E allora, dopo aver sbirciato foto stupende in bianco e nero esposte dall’Ottica Faliva («Era sul Po la nostra Rimini»), conviene tirar dritto verso l’Ospedale Maggiore, e la sua torre. Non lontano da lì, in via Ca’ del Ferro, sorge il carcere che ha accolto e poi rilasciato Mauri e Milanetto. Siamo ai limiti della città, verrebbe voglia di dire, ai limiti della civiltà.

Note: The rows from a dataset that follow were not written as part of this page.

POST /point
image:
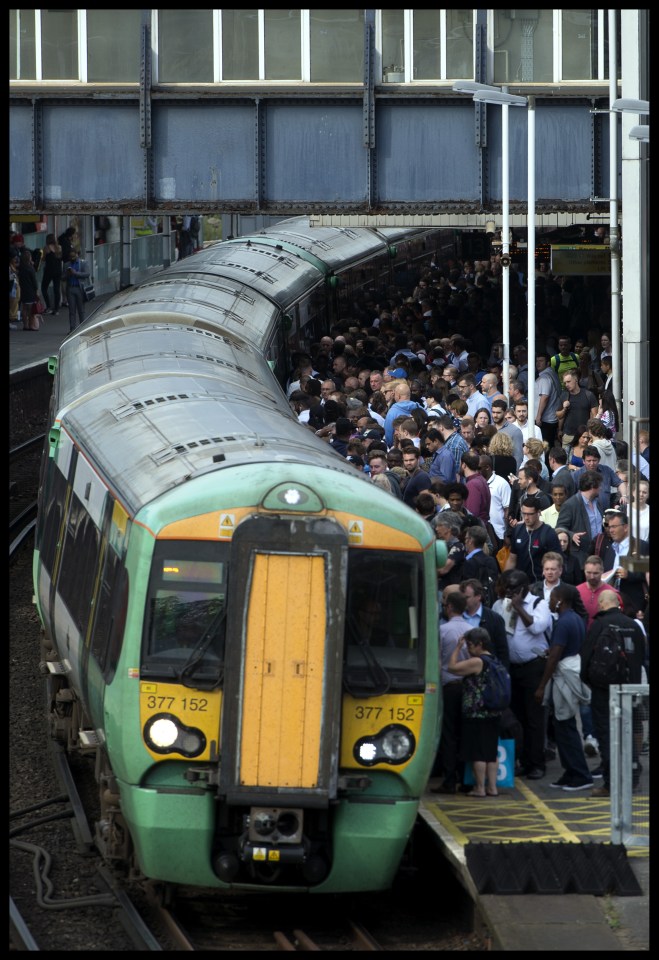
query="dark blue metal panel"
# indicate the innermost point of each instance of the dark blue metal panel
(91, 152)
(564, 162)
(297, 155)
(315, 152)
(426, 152)
(204, 151)
(20, 152)
(564, 166)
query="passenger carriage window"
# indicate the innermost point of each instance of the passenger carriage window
(186, 609)
(50, 519)
(80, 560)
(110, 615)
(383, 641)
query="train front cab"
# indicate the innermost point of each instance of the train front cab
(326, 741)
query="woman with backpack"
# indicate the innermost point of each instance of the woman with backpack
(480, 723)
(561, 688)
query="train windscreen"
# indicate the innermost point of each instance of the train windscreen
(384, 648)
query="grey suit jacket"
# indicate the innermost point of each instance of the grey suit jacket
(573, 517)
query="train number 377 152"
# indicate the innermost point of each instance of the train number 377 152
(385, 713)
(199, 704)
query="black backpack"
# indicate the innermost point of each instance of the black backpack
(487, 574)
(610, 657)
(497, 687)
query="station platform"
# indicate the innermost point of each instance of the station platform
(28, 348)
(532, 812)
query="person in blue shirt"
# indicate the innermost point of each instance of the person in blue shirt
(442, 462)
(562, 689)
(611, 484)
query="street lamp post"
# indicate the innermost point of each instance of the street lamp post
(636, 323)
(504, 100)
(473, 88)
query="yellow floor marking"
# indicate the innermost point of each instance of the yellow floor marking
(561, 828)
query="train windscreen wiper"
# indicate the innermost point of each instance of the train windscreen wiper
(377, 673)
(197, 654)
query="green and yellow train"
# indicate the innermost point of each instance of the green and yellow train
(201, 565)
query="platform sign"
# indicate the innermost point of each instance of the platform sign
(505, 765)
(581, 259)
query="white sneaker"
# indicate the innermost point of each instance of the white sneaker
(591, 746)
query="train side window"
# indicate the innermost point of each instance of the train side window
(384, 613)
(110, 615)
(51, 522)
(80, 560)
(186, 605)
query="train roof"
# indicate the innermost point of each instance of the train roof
(154, 413)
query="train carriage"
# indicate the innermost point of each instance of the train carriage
(200, 565)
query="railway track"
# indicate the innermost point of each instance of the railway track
(24, 463)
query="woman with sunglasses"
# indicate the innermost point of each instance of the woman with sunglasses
(575, 453)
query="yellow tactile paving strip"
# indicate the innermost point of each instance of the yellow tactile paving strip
(520, 816)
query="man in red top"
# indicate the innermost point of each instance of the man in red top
(478, 492)
(591, 589)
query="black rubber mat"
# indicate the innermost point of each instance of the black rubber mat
(587, 868)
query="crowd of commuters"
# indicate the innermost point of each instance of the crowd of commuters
(42, 282)
(536, 507)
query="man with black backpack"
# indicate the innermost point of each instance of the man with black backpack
(613, 652)
(479, 565)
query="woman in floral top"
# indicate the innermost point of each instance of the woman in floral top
(480, 725)
(607, 412)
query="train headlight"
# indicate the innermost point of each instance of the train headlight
(165, 733)
(394, 744)
(293, 497)
(397, 744)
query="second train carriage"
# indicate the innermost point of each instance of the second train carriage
(200, 564)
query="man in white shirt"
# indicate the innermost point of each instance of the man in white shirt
(500, 492)
(558, 493)
(552, 570)
(522, 414)
(470, 393)
(490, 389)
(547, 391)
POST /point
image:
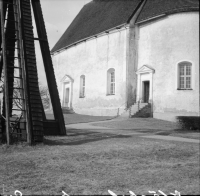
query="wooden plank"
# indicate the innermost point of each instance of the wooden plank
(48, 65)
(5, 74)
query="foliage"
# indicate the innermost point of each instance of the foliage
(189, 122)
(44, 93)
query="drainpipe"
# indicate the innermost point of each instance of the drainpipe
(131, 56)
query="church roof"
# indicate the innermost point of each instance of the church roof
(101, 15)
(154, 8)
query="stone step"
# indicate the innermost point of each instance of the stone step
(134, 110)
(67, 110)
(144, 112)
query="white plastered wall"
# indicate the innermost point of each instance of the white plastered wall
(163, 43)
(93, 58)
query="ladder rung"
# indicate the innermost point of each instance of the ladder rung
(12, 47)
(16, 98)
(11, 20)
(13, 57)
(19, 88)
(19, 110)
(14, 67)
(14, 38)
(12, 12)
(11, 29)
(15, 77)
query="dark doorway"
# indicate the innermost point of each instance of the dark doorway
(146, 91)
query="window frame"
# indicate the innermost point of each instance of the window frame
(183, 75)
(82, 86)
(111, 78)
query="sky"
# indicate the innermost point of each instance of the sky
(58, 15)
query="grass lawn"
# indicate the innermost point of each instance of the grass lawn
(80, 118)
(150, 125)
(89, 162)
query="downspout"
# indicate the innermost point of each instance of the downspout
(131, 56)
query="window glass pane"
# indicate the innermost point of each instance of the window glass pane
(112, 75)
(188, 70)
(182, 70)
(112, 88)
(181, 82)
(188, 82)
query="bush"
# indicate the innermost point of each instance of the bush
(189, 122)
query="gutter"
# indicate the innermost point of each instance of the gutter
(132, 22)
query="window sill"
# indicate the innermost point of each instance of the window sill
(184, 89)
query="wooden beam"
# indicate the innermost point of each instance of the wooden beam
(48, 65)
(5, 74)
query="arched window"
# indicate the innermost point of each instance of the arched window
(82, 86)
(185, 75)
(111, 81)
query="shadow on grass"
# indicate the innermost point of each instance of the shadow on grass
(81, 137)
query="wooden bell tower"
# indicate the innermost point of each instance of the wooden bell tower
(22, 115)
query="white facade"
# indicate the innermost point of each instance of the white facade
(163, 43)
(93, 58)
(159, 46)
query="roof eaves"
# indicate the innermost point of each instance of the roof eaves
(90, 37)
(154, 16)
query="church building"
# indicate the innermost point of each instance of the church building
(118, 53)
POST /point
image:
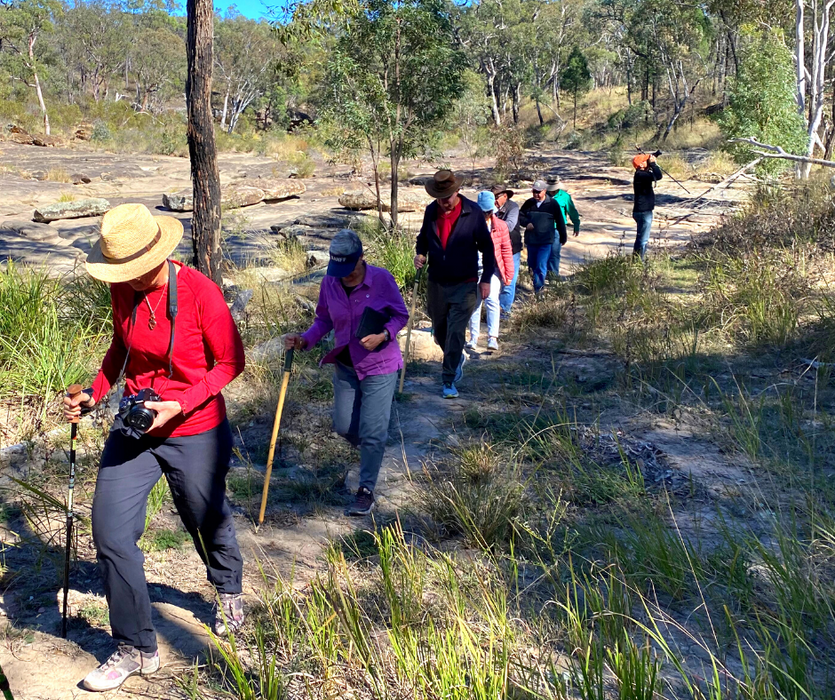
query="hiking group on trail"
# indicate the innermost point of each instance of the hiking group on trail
(176, 347)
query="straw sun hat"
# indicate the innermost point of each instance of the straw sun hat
(132, 243)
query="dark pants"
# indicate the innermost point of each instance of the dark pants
(195, 467)
(361, 413)
(450, 307)
(538, 256)
(644, 221)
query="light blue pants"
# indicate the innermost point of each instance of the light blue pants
(361, 413)
(491, 303)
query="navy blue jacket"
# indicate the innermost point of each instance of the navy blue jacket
(459, 261)
(547, 219)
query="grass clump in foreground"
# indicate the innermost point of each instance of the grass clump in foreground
(572, 559)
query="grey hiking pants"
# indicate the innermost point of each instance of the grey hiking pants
(195, 467)
(361, 413)
(450, 307)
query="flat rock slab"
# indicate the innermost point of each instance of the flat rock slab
(71, 210)
(279, 188)
(361, 199)
(42, 233)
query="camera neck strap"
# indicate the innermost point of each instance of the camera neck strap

Oltre, c’è solo tanta campagna e la tangenziale, uno dei tanti non luoghi dei nostri tempi. La prigione, iniziata nel 1986 e terminata nel 1992, avrebbe dovuto ospitare all’inizio 150 detenuti in altrettante celle di nove metri quadrati: due letti, una tv a colori con telecomando e radio, un armadietto, un gabinetto. Il decreto Scotti-Martelli del 1992 ne raddoppiò invece capienza e problemi: oggi nelle sei sezioni si stimano in quattrocento. Dicono che tutti fanno a gara per organizzare partite con gli ospiti «eccellenti». Non si sa mai.